Each LLM application has its unique needs and it is not possible to have a one-size-fits-all evaluation tool. A sales assistant bot needs to be evaluated differently as compared to a calendar automation bot. Even if both the LLM applications want to evaluate for conciseness, the developers need the capability to customize the evaluation prompt to focus on different aspects, most importantly for their end users.
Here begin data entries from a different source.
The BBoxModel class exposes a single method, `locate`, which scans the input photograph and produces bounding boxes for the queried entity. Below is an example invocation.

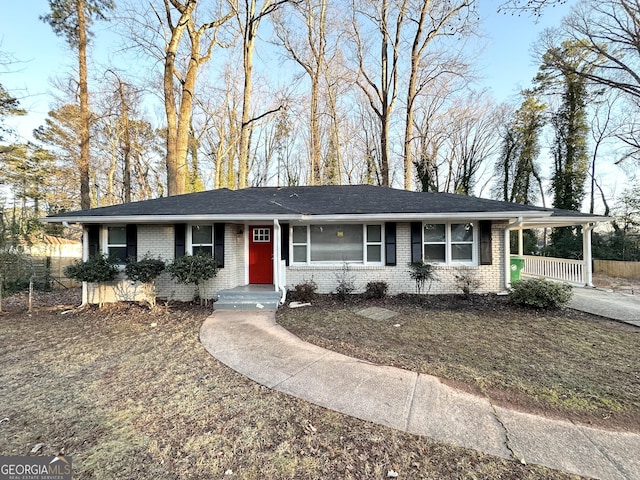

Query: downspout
[273,218,287,305]
[504,217,523,291]
[79,222,89,307]
[582,223,596,287]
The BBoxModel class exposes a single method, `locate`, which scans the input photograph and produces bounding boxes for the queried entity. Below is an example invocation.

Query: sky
[0,0,575,140]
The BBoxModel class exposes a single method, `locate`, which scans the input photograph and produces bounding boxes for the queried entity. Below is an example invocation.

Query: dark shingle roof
[48,185,604,221]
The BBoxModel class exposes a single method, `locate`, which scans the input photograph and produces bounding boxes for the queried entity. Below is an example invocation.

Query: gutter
[504,217,524,291]
[40,210,556,224]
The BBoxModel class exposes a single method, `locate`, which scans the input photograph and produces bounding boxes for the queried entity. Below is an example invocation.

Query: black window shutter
[127,224,138,261]
[173,223,187,258]
[87,225,100,257]
[280,223,289,267]
[213,223,224,268]
[411,222,422,262]
[480,220,493,265]
[384,222,396,266]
To accommodate such cases, UpTrain allows developers to create a custom evaluation by defining 
1. **Prompt**: Evaluation prompt used to generate the grade
2. **Choices**: List of choices/grades to choose from
3. **Choice_scores**: Scores associated with each choice
4. **Eval_type**: One of ["classify", "cot_classify"], determining if chain-of-thought prompting is to be applied or not
5. **Prompt_var_to_column_mapping** [Optional]: Optional mapping between variables defined in the prompt vs column names in the data


**Why only grading evals?**

While LLM-as-a-judge is a promising approach to evaluating LLM applications, asking the LLM to score a certain response comes with its limitations. Asking the LLM to generate a score (say between 1 to 100) can be highly inconsistent (i.e. multiple runs can give vastly different scores) as well as can be ridden with bias (LLMs have a preference for certain numbers as compared to others).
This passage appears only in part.